Hubei Bioinformatics and Molecular Imaging Key Laboratory, Department of Biomedical Engineering, College of Life Science and Technology, Huazhong University of Science and Technology, Wuhan, 430074, China.
Department of Dental General and Emergency, The Affiliated Stomatological Hospital, Jiangxi Medical College, Nanchang University, Jiangxi Province Key Laboratory of Oral Biomedicine, Jiangxi Province Clinical Research Center for Oral Diseases, Nanchang, 330038, Jiangxi Province, China.

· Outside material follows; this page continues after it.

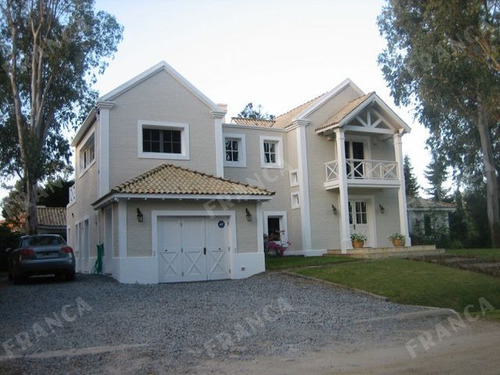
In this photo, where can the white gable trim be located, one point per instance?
(152, 71)
(347, 82)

Int J Comput Assist Radiol Surg. 2024 Apr;19(4):779-790. doi: 10.1007/s11548-023-03047-1. Epub 2024 Jan 3.
Dental health has been getting increased attention. Timely detection of non-normal teeth (caries, residual root, retainer, teeth filling, etc.) is of great importance for people's health, well-being, and quality of life. This work proposes a rapid detection of non-normal teeth based on improved Mask R-CNN, aiming to achieve comprehensive screening of non-normal teeth on dental X-ray images.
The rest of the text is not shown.